3.23 Figures of merit

Figures of merit, known also as metric or model estimates, are values being estimated from a prediction model by using a particular model validation method. In practice, varying figures of merit have been proposed to explain the performance of a regression or classification model. Basically, the choice of figures of merit depends on the goal of analysis and inherent nature of the data set.

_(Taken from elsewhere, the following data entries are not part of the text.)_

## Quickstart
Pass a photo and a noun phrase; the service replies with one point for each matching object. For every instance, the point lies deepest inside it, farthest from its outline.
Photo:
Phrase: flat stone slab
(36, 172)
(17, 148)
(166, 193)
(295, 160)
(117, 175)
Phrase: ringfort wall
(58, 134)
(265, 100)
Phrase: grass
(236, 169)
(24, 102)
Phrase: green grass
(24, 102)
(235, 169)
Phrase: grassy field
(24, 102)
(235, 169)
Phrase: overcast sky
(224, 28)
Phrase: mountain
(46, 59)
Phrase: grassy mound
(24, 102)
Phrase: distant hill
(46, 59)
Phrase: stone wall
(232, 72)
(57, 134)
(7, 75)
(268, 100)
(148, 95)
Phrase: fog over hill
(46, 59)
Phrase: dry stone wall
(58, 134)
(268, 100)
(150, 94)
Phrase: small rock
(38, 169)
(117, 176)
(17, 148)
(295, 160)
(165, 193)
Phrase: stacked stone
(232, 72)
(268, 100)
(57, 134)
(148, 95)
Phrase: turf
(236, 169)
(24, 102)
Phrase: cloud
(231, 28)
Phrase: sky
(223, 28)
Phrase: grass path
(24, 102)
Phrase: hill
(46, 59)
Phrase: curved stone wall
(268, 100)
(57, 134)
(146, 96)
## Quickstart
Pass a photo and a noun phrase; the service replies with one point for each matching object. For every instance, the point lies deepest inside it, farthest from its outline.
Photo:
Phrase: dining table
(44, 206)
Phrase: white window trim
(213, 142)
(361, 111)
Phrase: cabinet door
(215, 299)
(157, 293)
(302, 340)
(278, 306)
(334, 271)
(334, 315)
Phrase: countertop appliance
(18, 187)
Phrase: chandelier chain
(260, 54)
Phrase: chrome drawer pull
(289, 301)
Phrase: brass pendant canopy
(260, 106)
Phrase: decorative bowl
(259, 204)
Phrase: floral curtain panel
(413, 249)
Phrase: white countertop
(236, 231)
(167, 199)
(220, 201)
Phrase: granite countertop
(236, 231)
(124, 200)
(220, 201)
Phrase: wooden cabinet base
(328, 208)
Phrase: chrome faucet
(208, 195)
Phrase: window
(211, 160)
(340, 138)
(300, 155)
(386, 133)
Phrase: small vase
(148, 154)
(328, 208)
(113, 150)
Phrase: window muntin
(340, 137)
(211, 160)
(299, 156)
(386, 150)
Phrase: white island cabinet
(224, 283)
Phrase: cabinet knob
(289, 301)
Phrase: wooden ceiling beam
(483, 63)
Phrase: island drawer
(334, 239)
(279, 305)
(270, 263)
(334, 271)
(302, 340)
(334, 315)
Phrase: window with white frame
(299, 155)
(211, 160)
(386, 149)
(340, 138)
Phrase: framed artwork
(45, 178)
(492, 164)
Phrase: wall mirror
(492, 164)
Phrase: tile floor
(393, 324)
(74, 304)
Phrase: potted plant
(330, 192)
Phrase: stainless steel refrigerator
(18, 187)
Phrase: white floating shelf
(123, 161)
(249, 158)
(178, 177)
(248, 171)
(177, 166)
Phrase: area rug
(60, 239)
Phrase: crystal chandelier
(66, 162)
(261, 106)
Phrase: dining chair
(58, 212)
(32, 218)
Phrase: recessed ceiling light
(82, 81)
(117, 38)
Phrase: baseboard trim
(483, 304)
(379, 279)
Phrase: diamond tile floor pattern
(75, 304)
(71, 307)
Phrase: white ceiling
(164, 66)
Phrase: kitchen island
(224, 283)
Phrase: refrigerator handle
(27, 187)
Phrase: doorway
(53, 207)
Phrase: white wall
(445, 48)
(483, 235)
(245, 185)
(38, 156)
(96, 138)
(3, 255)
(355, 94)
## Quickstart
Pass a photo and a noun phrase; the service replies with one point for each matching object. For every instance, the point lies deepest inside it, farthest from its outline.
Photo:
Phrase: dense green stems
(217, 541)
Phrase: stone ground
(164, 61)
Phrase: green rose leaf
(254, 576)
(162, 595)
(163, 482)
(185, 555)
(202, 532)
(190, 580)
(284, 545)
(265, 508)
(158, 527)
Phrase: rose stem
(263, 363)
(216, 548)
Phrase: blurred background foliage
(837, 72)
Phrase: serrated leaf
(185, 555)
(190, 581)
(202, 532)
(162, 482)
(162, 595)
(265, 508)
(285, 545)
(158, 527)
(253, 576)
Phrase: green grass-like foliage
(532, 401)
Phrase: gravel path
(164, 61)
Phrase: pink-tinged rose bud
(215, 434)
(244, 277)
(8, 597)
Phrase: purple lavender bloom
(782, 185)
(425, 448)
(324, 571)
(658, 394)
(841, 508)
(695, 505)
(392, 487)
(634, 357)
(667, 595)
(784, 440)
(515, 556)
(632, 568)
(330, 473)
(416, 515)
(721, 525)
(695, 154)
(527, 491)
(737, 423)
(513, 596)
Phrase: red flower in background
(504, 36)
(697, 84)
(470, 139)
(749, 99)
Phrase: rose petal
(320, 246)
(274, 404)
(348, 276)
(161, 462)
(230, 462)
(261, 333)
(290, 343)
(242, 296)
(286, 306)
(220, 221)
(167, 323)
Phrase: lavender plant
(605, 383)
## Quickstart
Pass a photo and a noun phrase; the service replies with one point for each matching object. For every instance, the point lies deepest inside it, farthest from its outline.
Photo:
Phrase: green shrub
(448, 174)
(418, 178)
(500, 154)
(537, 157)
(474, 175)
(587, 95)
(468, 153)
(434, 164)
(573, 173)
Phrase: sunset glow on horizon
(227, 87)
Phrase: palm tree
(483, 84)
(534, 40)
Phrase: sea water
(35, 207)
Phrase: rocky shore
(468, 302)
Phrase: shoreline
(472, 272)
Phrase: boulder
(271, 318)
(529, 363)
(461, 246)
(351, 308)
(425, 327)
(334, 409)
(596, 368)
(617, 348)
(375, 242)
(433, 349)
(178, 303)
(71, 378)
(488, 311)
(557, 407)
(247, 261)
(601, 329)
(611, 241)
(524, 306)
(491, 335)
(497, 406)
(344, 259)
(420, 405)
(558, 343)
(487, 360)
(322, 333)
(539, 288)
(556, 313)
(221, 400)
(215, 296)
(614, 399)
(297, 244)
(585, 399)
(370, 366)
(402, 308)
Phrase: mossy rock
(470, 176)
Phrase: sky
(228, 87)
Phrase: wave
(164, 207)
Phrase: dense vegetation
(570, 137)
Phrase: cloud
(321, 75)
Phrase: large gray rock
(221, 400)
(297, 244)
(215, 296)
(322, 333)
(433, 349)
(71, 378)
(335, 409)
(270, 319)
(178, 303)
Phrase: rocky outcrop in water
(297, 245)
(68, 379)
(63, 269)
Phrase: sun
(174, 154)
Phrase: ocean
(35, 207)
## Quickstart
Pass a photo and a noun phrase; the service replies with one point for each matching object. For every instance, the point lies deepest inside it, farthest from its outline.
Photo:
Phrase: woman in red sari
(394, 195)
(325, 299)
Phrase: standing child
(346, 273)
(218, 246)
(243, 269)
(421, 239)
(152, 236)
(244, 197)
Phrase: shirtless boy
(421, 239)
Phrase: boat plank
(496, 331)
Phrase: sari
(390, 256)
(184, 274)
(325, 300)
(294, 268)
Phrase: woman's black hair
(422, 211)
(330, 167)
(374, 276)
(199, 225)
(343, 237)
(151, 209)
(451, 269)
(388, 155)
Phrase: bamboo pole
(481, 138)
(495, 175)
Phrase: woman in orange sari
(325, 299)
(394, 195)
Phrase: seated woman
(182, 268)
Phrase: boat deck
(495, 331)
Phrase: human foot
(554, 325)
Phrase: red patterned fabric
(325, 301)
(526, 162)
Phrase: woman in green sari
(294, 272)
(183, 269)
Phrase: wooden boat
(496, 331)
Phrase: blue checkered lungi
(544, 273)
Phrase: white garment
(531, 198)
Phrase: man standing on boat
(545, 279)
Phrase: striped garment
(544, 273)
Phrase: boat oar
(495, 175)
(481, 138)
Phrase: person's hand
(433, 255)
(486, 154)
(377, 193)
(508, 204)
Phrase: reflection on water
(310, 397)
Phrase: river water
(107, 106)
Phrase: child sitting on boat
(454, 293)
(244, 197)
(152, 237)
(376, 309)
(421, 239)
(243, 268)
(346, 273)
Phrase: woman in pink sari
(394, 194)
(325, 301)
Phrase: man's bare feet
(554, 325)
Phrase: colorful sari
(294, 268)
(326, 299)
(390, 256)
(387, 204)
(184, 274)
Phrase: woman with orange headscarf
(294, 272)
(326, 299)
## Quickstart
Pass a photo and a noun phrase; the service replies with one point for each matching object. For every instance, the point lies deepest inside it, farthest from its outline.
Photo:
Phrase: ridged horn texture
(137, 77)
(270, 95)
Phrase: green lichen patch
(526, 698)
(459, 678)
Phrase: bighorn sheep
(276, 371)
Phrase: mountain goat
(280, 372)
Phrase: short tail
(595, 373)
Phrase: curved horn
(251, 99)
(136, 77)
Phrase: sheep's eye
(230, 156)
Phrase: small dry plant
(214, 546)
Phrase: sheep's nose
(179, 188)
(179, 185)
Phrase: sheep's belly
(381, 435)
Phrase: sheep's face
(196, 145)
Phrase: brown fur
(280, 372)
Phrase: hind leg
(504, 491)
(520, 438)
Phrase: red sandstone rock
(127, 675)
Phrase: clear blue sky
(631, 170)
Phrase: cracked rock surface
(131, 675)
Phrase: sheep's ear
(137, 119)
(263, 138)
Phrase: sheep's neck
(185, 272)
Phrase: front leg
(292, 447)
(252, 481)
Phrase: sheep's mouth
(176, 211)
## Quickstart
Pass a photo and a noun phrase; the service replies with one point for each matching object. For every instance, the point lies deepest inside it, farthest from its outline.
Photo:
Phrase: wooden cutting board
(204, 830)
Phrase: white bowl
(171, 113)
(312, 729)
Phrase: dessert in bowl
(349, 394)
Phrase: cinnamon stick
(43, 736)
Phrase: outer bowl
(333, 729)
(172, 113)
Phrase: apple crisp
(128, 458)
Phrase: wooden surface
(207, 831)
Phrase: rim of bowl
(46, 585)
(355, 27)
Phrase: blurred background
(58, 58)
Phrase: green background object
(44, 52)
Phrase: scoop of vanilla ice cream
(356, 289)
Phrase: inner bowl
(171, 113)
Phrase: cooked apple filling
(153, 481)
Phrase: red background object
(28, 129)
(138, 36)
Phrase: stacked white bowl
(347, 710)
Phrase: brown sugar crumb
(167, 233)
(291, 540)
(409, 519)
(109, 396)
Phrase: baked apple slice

3.24 Contemporary practices

Two most used figures of merit in PLS-DA modelling are classification error rate,^22,23 and root mean squared error (RMSE).^29–33 Other figures of merit also in use are sensitivity and specificity,^29,30,44 coefficient of determination of model fitting (R²), and prediction (Q²),^24–28 area under curve (AUC) and ROC.^36,39,40

3.25 Knowledge gaps

3.25.1 Is RMSE suitable to describe the performance of a PLS-DA model?. Researchers habitually report the performance of a classification model in terms of error rate or classification accuracy. In contrast to other discriminant methods like Fisher's Linear Discriminant Analysis (LDA),¹⁵⁷ and SIMCA,¹⁵⁸ PLS-DA is derived from a regression algorithm, i.e. PLS. Due to this reason, figures of merit that are common in the regression model, e.g. RMSE, R², and Q² have been employed to describe a PLS-DA model (see ESI Table 1†). A primary difference between RMSE and error rate is that the former uses the raw predicted value to estimate the classification ability of the model, whilst the latter employs the translated version of the predicted value (i.e. a particular DR is used to convert ŷ into meaningful class membership). Mathematically, RMSE will not be affected by the DR. However, in practice, RMSE does not seem to be relevant in the context of classification.¹⁰² On the other hand, Gromski et al. have highlighted that R² and Q² are invalid to explain a categorical model.¹⁹

3.26 General remarks

In the contemporary big data era where data sizes grow rapidly attributed to the rapid development in instrumental technology, the real-world data are evolving into a more complex form. However, it is noted here that PLS-DA has not been explored in modelling complicated datasets. Many studies have employed rather simple datasets with a moderate number of samples (N < 200) on a small number of groups (G < 5). Despite most studies often emphasize that their results are readily extended to other similar studies, but with a bigger dataset (and involved more number of groups), the problem becomes more complicated and some technical aspects that are proved to be valid in binary data might not fit to multi-class data. Eventually, the empirical statistical literature lacks exemplar work that demonstrates the potential of PLS-DA in modelling colossal, imbalanced and multi-class data.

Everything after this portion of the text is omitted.